ESS is one of the methods to transfer energy from the electrical power system into various applications [4]. The ESS has been expected to bring benefits to market and system while stabilizing the electric market price, freeing the volatility by renewable energy, avoiding transmission congestion charges, and allowing a market-driven electricity dispatch through customer’s market participation [5]. However, there are a few countries that have set specific regulations or operating rules of the ESS in the electricity markets.
Some reports discussed possible services of the ESS as power generation, transmission and distribution (T&D) assets [6,7,8]. The main applications of the ESS can be grouped as balancing variable renewable generation and increasing the reliability and asset utilization of the grid. From a large-scale bulk storage to a substation storage and a distributed energy storage, detailed applications and their relevant operational goals in the system were analyzed [5,6]. Those applications were assessed in terms of size, duration, cycles and lifetime considering requirements for their necessity in industry and market.

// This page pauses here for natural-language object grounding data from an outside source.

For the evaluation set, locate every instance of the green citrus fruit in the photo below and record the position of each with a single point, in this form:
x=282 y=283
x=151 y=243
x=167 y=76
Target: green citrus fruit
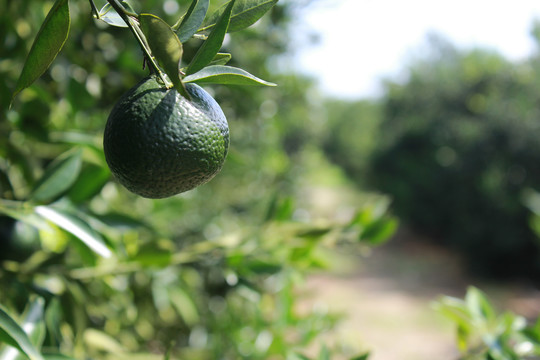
x=157 y=143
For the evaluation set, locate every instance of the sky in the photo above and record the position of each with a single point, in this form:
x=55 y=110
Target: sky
x=376 y=39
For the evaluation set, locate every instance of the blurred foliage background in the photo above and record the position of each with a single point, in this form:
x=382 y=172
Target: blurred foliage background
x=211 y=274
x=456 y=147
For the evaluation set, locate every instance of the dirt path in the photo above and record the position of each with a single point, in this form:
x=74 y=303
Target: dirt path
x=386 y=301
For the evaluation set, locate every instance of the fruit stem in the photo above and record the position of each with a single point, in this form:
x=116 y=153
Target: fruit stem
x=133 y=25
x=95 y=11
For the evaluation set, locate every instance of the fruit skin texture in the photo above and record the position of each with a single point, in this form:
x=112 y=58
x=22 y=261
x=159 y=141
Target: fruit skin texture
x=158 y=143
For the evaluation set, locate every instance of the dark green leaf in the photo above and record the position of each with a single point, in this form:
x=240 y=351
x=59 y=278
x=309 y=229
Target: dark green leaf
x=245 y=13
x=227 y=75
x=165 y=46
x=111 y=17
x=211 y=46
x=13 y=334
x=76 y=226
x=192 y=20
x=58 y=177
x=49 y=41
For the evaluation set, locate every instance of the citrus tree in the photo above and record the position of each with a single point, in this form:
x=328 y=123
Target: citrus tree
x=90 y=270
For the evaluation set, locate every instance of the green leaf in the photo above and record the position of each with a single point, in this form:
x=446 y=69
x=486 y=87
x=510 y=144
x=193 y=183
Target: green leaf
x=245 y=13
x=324 y=354
x=227 y=75
x=49 y=41
x=184 y=305
x=57 y=357
x=379 y=231
x=211 y=46
x=13 y=334
x=297 y=356
x=34 y=324
x=165 y=46
x=361 y=357
x=111 y=17
x=221 y=59
x=58 y=177
x=90 y=181
x=77 y=227
x=192 y=19
x=478 y=305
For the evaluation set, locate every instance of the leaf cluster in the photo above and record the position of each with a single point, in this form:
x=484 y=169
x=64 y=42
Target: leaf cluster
x=481 y=333
x=161 y=43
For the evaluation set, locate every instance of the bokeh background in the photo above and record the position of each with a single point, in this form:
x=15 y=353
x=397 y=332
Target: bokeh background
x=362 y=188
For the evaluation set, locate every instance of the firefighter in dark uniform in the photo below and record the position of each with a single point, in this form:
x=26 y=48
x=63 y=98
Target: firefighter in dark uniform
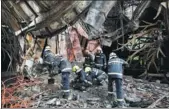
x=80 y=82
x=89 y=59
x=115 y=73
x=65 y=68
x=97 y=76
x=100 y=60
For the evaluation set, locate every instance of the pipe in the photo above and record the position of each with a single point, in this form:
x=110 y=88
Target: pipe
x=47 y=18
x=98 y=12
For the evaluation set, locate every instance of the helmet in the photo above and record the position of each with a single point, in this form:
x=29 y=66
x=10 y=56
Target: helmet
x=112 y=55
x=87 y=69
x=75 y=68
x=47 y=48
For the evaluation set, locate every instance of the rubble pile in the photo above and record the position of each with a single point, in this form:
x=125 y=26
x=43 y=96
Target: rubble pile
x=137 y=92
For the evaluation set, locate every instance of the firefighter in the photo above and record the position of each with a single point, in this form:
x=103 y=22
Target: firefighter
x=97 y=76
x=89 y=59
x=100 y=59
x=80 y=82
x=65 y=68
x=115 y=73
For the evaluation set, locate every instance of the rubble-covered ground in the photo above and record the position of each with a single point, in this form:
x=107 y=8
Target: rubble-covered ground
x=137 y=92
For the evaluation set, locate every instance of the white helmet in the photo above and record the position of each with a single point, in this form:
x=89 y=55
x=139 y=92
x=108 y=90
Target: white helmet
x=112 y=55
x=47 y=48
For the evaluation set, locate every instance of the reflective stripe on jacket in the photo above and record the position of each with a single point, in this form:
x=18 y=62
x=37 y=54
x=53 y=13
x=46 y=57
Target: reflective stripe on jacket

When the ESS has cost-effectiveness to replace some part of the conventional T&D infrastructure in order to meet growing peak demand and reserve margin, it will get more importance in a position to respond during periods of high prices and operate within seconds to minutes of a signal in electricity market [7,9,10]. Therefore, it has been also discussed how to solve not only the barriers in market rules and regulation, but also technological penetration and economic viability [9]. Some studies argued with the number of challenges to restrict its deployment to different applications for electric supply and ancillary services for electricity wholesale market, renewable integration to the grid system for utility system and many others for end-users [11,12].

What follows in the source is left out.